Instructors aren’t required to make the constant, painstaking, exhausting, impossible-feeling effort necessary to persuade students that their course subjects are relevant, meaningful, and important. They don’t have to because it’s much easier to simply wield the power of the grade – “You’ll do that assignment because I said you will. And I’ll fail you if you don’t.” As we said about students using LLMs above, this “wield the grade as a bludgeon” approach is probably the most rational thing for instructors to do – it allows them to fulfill their teaching obligations with the least amount of effort. Who has the time or energy to do extra work that isn’t compensated or rewarded?

But what a tragedy it is when everyone takes the “most rational” path, with students minimizing the effort they expend on learning and instructors minimizing the effort they expend on teaching! This path not only minimizes effort, but also minimizes the joy, inspiration, self-discovery, transformative possibilities, and ennobling power of education. 
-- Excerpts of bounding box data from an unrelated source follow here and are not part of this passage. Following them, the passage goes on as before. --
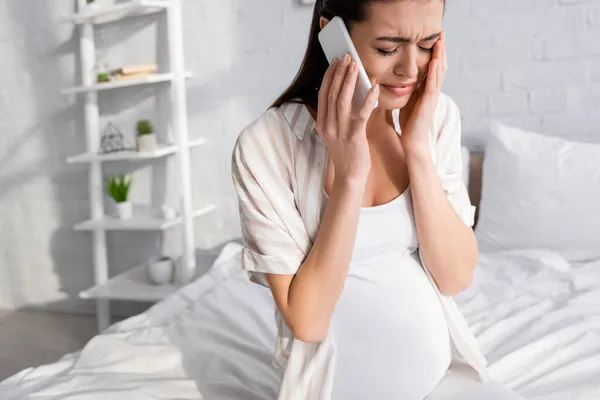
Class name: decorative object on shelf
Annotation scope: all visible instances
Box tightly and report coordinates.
[160,204,177,221]
[137,119,156,151]
[105,174,133,220]
[146,257,175,285]
[111,64,158,80]
[95,62,112,83]
[100,122,134,154]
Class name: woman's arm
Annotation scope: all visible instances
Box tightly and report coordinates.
[266,180,364,342]
[405,146,478,296]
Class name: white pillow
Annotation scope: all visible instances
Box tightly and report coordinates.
[461,146,471,189]
[476,123,600,261]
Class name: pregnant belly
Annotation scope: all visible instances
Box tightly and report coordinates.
[332,253,451,400]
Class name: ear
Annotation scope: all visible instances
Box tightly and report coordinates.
[319,17,329,29]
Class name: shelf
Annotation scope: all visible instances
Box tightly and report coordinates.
[192,204,217,218]
[62,72,192,94]
[74,204,217,231]
[67,145,177,164]
[67,138,206,164]
[79,265,179,302]
[66,0,169,25]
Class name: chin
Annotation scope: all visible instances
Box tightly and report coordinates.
[379,95,410,110]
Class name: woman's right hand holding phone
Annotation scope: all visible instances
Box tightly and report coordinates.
[317,54,379,185]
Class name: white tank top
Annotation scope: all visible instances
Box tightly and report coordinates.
[331,187,452,400]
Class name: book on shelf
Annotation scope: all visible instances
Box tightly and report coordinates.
[112,72,154,81]
[112,64,158,76]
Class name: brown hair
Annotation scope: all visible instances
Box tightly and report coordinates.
[271,0,446,109]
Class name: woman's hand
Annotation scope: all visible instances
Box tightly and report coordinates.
[317,54,379,184]
[400,31,448,150]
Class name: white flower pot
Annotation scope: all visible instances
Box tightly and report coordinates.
[137,133,156,152]
[146,258,175,285]
[117,201,133,219]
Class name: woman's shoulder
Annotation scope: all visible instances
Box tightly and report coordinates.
[433,92,461,145]
[435,92,460,123]
[233,103,296,171]
[238,102,302,148]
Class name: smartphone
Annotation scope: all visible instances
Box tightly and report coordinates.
[319,17,379,115]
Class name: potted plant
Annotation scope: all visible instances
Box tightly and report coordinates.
[85,0,98,10]
[96,72,110,83]
[146,257,175,285]
[137,119,156,151]
[105,174,133,220]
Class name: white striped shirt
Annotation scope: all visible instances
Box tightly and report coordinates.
[231,93,491,400]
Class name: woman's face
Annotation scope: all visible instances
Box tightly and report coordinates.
[326,0,444,110]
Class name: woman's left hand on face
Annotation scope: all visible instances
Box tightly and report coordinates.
[400,31,448,149]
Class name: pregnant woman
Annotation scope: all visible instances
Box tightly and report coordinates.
[232,0,522,400]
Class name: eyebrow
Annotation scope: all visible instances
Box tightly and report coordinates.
[375,32,441,43]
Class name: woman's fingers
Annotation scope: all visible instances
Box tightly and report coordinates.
[327,54,350,131]
[337,61,358,132]
[317,59,339,135]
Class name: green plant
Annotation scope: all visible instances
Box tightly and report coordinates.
[96,72,110,82]
[105,174,131,203]
[137,119,154,136]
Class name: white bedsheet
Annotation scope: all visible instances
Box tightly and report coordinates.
[0,243,600,400]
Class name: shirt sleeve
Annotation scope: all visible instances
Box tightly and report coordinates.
[231,111,307,284]
[436,96,475,227]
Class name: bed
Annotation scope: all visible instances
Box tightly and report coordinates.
[0,123,600,400]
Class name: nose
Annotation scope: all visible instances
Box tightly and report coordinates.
[394,46,419,79]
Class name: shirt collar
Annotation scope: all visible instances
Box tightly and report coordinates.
[282,102,317,140]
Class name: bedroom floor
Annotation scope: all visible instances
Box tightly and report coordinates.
[0,310,119,381]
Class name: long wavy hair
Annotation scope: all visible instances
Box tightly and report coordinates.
[271,0,446,109]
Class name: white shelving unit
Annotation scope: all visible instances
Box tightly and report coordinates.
[63,0,211,331]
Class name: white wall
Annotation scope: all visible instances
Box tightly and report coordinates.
[0,0,600,311]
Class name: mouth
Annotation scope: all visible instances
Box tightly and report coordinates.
[380,82,416,96]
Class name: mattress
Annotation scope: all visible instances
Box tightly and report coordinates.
[0,242,600,400]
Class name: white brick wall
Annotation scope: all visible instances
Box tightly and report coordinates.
[0,0,600,311]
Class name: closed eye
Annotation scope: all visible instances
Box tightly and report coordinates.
[377,46,433,56]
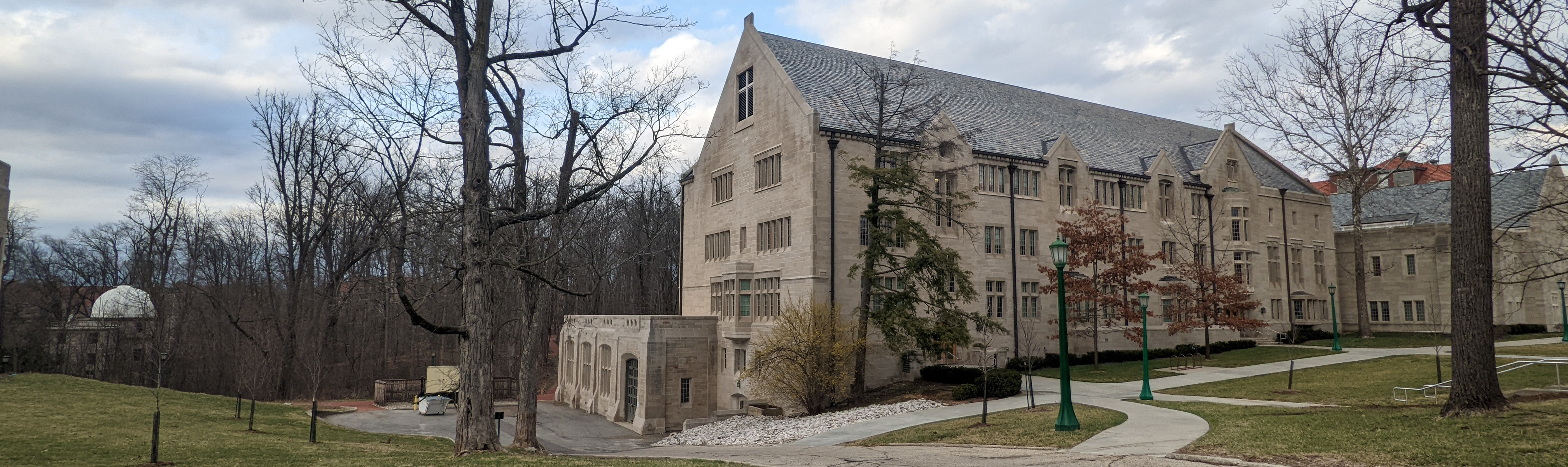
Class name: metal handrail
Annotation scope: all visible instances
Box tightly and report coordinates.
[1167,354,1203,371]
[1253,326,1286,343]
[1394,359,1568,403]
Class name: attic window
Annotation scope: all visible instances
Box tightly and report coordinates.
[1389,171,1416,186]
[735,67,756,122]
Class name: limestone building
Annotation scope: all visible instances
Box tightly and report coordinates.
[558,17,1336,432]
[46,285,157,383]
[1325,157,1568,332]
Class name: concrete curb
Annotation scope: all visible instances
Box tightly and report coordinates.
[1165,453,1290,467]
[550,453,776,467]
[883,442,1060,451]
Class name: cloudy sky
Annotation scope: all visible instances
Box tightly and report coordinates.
[0,0,1311,235]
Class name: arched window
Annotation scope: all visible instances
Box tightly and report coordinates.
[599,343,615,393]
[623,359,637,421]
[1160,180,1176,218]
[561,339,577,383]
[577,342,593,389]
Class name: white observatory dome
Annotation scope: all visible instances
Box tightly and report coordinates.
[93,285,154,318]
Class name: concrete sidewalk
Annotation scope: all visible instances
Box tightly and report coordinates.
[615,442,1211,467]
[322,401,663,455]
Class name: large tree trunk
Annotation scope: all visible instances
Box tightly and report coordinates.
[448,0,499,453]
[1350,191,1372,339]
[1442,0,1508,415]
[511,284,560,448]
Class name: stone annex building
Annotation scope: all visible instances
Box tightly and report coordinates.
[556,16,1336,432]
[1330,157,1568,332]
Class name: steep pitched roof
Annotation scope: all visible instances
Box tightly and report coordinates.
[1328,169,1548,229]
[761,33,1309,190]
[1312,180,1339,194]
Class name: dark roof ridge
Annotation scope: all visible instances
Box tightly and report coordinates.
[757,30,1220,135]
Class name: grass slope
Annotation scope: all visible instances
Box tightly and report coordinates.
[1498,343,1568,357]
[1160,356,1557,406]
[854,404,1127,448]
[1149,399,1568,467]
[1035,346,1334,383]
[0,374,732,467]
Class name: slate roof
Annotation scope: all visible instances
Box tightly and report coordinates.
[1328,169,1549,229]
[761,33,1312,193]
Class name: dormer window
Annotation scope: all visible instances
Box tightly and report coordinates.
[1057,166,1074,205]
[735,67,756,122]
[1389,171,1416,186]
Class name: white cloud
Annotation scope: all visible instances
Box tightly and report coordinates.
[0,0,336,235]
[790,0,1283,122]
[0,0,1323,235]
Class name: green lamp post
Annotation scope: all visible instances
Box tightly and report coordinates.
[1050,237,1077,431]
[1557,279,1568,342]
[1328,284,1342,353]
[1138,291,1154,401]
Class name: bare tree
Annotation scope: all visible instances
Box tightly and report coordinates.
[1203,3,1446,339]
[1400,0,1508,415]
[312,0,691,453]
[740,301,864,415]
[834,60,985,395]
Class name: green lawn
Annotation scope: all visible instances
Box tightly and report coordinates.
[1035,346,1333,383]
[1160,356,1557,406]
[856,404,1127,448]
[1498,343,1568,357]
[1149,398,1568,467]
[1302,329,1562,348]
[0,374,729,467]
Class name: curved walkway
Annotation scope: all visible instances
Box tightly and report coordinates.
[326,337,1562,467]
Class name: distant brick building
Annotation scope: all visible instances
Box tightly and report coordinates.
[556,17,1336,432]
[1312,154,1454,194]
[44,285,157,383]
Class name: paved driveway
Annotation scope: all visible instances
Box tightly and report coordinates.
[322,401,663,455]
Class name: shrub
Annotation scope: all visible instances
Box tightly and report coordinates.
[1508,323,1546,334]
[1295,325,1334,343]
[974,368,1024,398]
[920,365,983,384]
[1007,354,1057,371]
[953,384,980,401]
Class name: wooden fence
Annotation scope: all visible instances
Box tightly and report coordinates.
[375,376,518,406]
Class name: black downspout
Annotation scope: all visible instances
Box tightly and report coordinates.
[676,179,685,315]
[828,138,839,307]
[1116,179,1127,326]
[1007,163,1022,359]
[1279,188,1295,337]
[1203,186,1220,360]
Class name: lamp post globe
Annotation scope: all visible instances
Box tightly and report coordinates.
[1138,291,1154,401]
[1050,237,1068,270]
[1328,284,1342,353]
[1557,279,1568,342]
[1050,237,1079,431]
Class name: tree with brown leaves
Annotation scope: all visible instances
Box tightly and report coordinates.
[1040,202,1165,368]
[1159,262,1269,360]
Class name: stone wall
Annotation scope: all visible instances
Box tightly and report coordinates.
[555,315,718,434]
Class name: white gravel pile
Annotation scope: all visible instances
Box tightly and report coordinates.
[654,400,945,447]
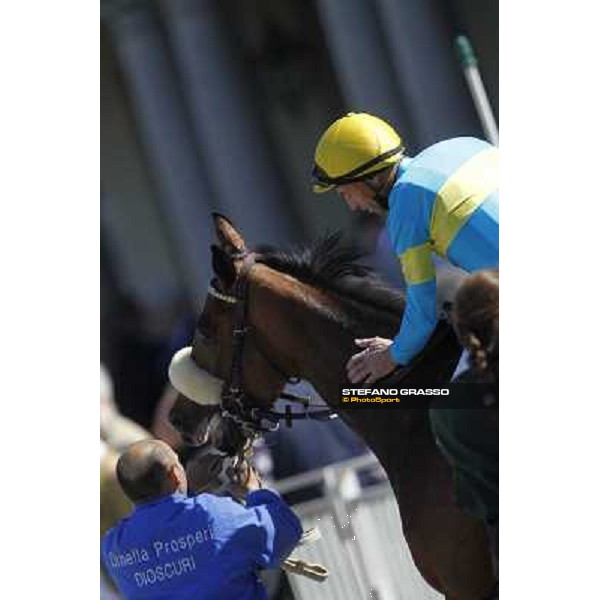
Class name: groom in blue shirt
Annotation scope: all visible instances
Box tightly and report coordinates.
[102,440,302,600]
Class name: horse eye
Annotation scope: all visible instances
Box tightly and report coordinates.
[196,316,215,340]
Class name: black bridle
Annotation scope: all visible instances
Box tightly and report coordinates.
[209,250,337,435]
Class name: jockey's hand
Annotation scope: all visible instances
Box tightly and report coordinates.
[346,337,397,384]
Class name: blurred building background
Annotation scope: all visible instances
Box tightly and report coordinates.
[100,0,498,427]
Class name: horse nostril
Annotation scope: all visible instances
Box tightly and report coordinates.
[169,415,183,431]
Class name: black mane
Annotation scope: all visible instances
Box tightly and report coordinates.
[257,231,404,314]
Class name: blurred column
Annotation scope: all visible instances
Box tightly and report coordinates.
[160,0,296,243]
[107,4,212,305]
[317,0,410,135]
[100,28,184,310]
[373,0,482,150]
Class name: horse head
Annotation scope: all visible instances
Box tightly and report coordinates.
[169,214,288,455]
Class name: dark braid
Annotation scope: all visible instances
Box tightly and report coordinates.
[454,269,499,382]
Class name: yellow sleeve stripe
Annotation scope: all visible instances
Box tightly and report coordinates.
[400,242,435,285]
[430,148,500,256]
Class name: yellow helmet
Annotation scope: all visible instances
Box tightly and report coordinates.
[312,113,404,194]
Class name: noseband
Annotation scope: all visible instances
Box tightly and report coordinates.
[208,249,337,435]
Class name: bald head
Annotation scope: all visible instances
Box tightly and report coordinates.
[117,440,187,504]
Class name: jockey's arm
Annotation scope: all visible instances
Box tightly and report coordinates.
[390,242,437,365]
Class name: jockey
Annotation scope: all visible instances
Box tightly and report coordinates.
[313,113,499,384]
[102,439,302,600]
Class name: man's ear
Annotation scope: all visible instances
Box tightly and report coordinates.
[210,244,236,287]
[212,212,246,255]
[168,464,187,494]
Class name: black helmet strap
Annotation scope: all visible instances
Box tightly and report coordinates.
[313,144,404,185]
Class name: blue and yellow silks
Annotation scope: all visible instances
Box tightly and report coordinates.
[387,137,499,365]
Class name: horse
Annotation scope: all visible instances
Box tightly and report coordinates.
[170,213,496,600]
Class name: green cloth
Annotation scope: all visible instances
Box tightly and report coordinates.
[429,372,498,525]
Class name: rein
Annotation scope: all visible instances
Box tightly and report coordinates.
[208,250,337,434]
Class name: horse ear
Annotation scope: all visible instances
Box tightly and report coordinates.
[212,213,246,254]
[210,244,236,287]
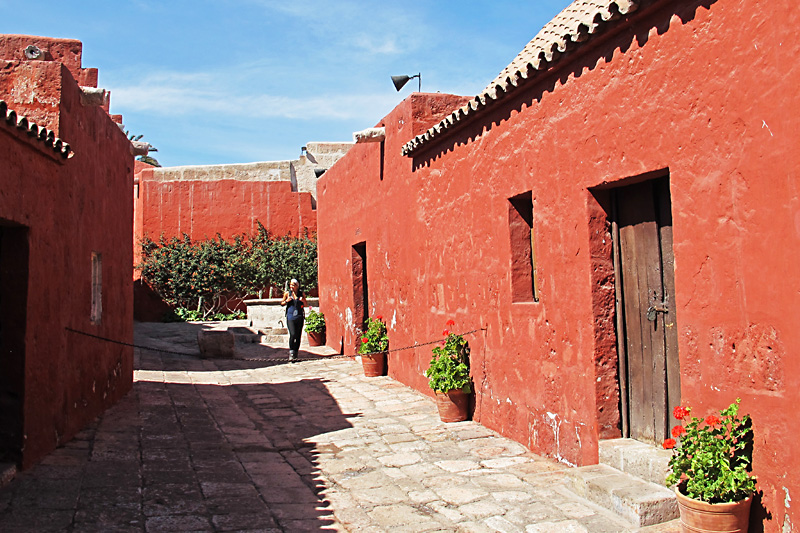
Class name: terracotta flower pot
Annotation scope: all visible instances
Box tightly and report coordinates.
[675,488,753,533]
[436,389,469,422]
[307,331,325,346]
[361,352,386,378]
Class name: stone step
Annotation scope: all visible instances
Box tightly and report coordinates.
[567,464,678,527]
[0,463,17,488]
[258,328,289,335]
[600,439,672,485]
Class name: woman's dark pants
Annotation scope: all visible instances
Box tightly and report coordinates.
[286,318,305,359]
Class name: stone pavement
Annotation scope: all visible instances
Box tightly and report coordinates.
[0,324,679,533]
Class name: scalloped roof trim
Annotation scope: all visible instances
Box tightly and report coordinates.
[0,100,73,159]
[401,0,643,155]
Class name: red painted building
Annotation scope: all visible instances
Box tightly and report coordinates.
[0,35,133,467]
[317,0,800,531]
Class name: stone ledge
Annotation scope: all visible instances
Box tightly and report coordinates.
[599,439,672,485]
[567,465,678,527]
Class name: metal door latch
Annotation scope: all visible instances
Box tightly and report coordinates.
[647,301,669,322]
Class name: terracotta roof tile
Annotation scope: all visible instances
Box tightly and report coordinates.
[0,100,73,159]
[402,0,642,155]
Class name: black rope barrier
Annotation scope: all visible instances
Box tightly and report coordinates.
[64,326,486,363]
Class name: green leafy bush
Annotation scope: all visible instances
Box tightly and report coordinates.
[425,320,472,393]
[306,309,325,333]
[358,316,389,354]
[663,398,756,503]
[137,223,317,320]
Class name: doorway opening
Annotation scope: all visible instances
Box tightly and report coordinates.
[0,222,28,466]
[352,242,369,331]
[609,175,681,444]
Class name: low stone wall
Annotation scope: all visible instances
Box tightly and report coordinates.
[244,298,319,328]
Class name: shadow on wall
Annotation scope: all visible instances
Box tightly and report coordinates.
[412,0,717,170]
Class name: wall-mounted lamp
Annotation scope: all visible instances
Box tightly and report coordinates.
[392,74,422,92]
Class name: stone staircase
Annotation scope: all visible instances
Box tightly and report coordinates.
[228,326,308,346]
[0,463,17,488]
[568,439,678,527]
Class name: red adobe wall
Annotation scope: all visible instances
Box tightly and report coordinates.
[133,161,317,321]
[0,36,133,467]
[136,167,317,243]
[318,0,800,531]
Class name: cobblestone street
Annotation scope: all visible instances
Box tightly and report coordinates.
[0,324,679,533]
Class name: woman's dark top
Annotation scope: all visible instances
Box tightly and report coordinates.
[286,291,306,320]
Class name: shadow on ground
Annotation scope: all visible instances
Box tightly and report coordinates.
[0,334,358,531]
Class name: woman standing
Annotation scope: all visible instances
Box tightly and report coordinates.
[281,279,306,361]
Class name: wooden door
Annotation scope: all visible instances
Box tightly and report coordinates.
[0,225,29,466]
[614,178,680,444]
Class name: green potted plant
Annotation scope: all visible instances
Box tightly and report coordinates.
[425,320,472,422]
[306,309,325,346]
[358,315,389,377]
[663,398,756,532]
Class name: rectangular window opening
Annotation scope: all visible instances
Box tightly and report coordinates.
[89,252,103,324]
[380,140,386,181]
[508,191,539,302]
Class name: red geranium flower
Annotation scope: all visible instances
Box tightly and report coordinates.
[672,405,689,420]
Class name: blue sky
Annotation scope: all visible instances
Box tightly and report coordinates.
[0,0,568,166]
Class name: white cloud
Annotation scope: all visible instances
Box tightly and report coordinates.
[109,67,398,125]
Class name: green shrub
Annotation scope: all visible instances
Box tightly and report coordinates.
[358,316,389,354]
[662,398,756,503]
[306,309,325,333]
[137,223,317,320]
[425,320,472,393]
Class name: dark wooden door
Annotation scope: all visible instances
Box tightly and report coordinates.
[614,178,680,443]
[0,226,28,465]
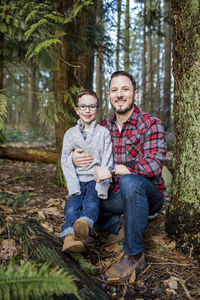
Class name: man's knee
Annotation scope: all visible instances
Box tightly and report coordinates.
[119,174,143,190]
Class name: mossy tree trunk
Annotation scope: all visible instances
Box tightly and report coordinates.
[6,219,110,300]
[54,0,95,185]
[161,0,172,130]
[166,0,200,261]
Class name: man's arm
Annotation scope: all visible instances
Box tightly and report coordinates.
[126,122,167,178]
[94,165,131,182]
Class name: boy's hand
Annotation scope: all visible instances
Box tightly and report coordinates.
[72,148,94,167]
[94,167,112,182]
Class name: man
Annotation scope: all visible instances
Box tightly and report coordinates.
[73,71,166,281]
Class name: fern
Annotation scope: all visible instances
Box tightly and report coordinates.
[71,253,98,276]
[0,261,80,300]
[25,19,48,41]
[28,39,62,59]
[0,93,7,131]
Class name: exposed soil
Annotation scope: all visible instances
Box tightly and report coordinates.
[0,159,200,300]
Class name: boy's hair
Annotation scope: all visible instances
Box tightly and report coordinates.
[109,71,136,92]
[76,90,99,107]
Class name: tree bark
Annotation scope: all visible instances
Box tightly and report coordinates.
[161,0,171,130]
[141,1,147,111]
[145,0,153,113]
[153,0,161,118]
[166,0,200,261]
[124,0,130,72]
[7,219,110,300]
[0,145,57,164]
[116,0,122,71]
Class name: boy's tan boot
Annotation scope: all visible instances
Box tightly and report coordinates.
[73,219,90,242]
[62,233,85,252]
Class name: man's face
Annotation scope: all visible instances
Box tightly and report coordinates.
[108,75,137,115]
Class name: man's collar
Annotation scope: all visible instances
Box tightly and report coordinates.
[111,104,139,125]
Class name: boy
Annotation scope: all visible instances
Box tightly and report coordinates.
[60,90,113,252]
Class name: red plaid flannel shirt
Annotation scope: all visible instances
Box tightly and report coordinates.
[101,105,166,196]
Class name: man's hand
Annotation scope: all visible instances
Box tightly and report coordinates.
[94,167,112,182]
[72,148,94,167]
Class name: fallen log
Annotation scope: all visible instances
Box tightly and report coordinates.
[8,219,110,300]
[0,145,57,164]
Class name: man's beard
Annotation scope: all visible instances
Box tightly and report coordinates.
[111,99,134,115]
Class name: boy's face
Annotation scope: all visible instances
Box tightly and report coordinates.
[75,94,100,129]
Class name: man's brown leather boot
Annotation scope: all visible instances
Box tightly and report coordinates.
[62,233,85,252]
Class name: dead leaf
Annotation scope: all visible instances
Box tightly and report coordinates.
[0,224,7,234]
[105,244,121,253]
[129,271,136,283]
[0,205,13,214]
[163,277,178,290]
[166,288,177,298]
[151,235,166,246]
[107,278,122,284]
[40,222,54,233]
[46,198,62,207]
[38,210,46,219]
[0,239,17,259]
[42,207,60,216]
[168,241,176,250]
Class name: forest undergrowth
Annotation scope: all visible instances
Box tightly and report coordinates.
[0,159,200,300]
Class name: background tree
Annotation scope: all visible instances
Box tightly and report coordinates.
[162,0,171,130]
[166,0,200,260]
[124,0,130,72]
[116,0,122,70]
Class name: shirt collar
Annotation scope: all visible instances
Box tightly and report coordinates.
[110,104,140,125]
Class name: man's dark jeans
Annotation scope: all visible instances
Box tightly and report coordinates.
[97,174,164,255]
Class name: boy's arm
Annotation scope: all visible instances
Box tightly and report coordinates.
[61,133,81,196]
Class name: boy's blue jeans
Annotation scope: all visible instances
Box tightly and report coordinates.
[60,180,100,238]
[97,174,164,256]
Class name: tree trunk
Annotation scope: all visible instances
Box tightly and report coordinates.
[124,0,130,72]
[0,33,4,90]
[0,144,57,164]
[145,0,153,113]
[96,0,105,122]
[161,0,171,130]
[166,0,200,261]
[141,1,147,111]
[7,219,110,300]
[54,0,95,185]
[116,0,122,71]
[153,0,161,118]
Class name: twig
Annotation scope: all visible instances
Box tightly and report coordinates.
[147,263,199,269]
[171,276,192,300]
[3,175,27,183]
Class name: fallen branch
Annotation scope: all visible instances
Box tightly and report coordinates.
[5,219,110,300]
[0,145,57,164]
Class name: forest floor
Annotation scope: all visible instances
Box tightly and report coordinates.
[0,159,200,300]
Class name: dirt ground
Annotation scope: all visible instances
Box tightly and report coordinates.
[0,159,200,300]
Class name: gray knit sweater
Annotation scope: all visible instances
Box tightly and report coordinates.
[61,120,113,199]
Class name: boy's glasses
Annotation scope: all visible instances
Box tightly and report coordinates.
[77,104,97,111]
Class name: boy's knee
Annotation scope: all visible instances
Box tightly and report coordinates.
[119,174,142,189]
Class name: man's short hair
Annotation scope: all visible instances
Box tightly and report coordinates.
[109,71,136,92]
[76,90,99,107]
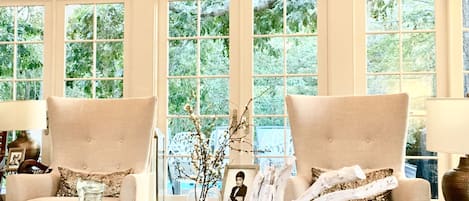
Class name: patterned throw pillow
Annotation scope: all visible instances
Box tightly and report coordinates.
[311,167,393,201]
[56,167,132,197]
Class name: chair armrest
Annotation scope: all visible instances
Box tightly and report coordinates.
[119,173,156,201]
[6,174,60,201]
[392,178,431,201]
[284,176,311,201]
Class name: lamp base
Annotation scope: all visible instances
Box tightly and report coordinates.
[442,155,469,201]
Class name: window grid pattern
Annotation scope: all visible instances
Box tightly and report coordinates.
[163,0,230,195]
[0,6,44,100]
[252,0,318,169]
[366,0,438,199]
[64,3,124,98]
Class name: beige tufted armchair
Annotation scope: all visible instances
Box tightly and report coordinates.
[6,97,156,201]
[285,94,430,201]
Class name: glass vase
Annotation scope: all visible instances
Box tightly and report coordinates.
[186,185,221,201]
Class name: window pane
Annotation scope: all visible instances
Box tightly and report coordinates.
[169,40,197,76]
[65,5,93,40]
[253,0,283,34]
[402,74,436,115]
[254,157,285,171]
[65,43,93,78]
[16,6,44,41]
[0,7,15,41]
[366,34,400,73]
[0,82,13,100]
[402,33,436,72]
[16,44,44,78]
[464,73,469,97]
[402,0,435,30]
[200,78,230,115]
[0,44,13,79]
[405,159,439,199]
[169,1,197,37]
[254,117,289,156]
[65,80,93,98]
[96,42,124,77]
[366,0,399,31]
[16,81,42,100]
[254,38,283,75]
[286,37,318,74]
[287,0,318,33]
[287,77,318,95]
[96,80,124,98]
[166,118,193,152]
[168,79,197,115]
[200,0,230,36]
[367,75,400,94]
[200,39,230,75]
[96,4,124,39]
[254,78,285,115]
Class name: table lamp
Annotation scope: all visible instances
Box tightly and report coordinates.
[0,100,47,160]
[426,98,469,201]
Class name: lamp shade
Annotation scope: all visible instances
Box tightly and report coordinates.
[426,98,469,154]
[0,100,47,131]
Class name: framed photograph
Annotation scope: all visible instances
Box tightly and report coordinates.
[222,165,259,201]
[6,148,25,171]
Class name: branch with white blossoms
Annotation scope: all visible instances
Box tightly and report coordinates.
[176,98,253,201]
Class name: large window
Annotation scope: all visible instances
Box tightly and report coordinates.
[164,0,230,194]
[366,0,438,198]
[159,0,318,194]
[0,6,44,100]
[252,0,318,171]
[65,3,124,98]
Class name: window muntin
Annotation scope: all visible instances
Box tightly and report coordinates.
[366,0,438,198]
[65,3,124,98]
[252,0,318,168]
[461,0,469,97]
[0,6,44,100]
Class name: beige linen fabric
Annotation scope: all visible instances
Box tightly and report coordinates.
[6,97,156,201]
[284,94,430,201]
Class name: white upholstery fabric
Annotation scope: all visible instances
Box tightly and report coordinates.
[285,94,430,201]
[6,97,156,201]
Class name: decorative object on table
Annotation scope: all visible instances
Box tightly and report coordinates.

As the old saying goes, “they won’t care how much you know until they know how much you care.” We have to show our students that we care about them as people, and about their academic success, and that we care about our disciplines, and that there are valuable, meaningful, relevant lessons for them to learn with us. 

I deeply, fundamentally believe that education can be joyful, inspiring, and ennobling. And when students see value in learning a subject and come to care about it, they won’t have LLMs do their work for them. They’ll see that shortcut as the missed opportunity that it is – they’ll understand that “cheating themselves” is a real thing. But many students don’t see that now, and they’ll only come to see it if we help them. Doing the hard work of establishing relevance and value and meaning is more important now than ever before, and it may be the only sustainable answer to the assessment issues facing education. 

Perhaps – just maybe – the questions generative AI is forcing us to ask about assessment (and other things) will result in positive changes in education.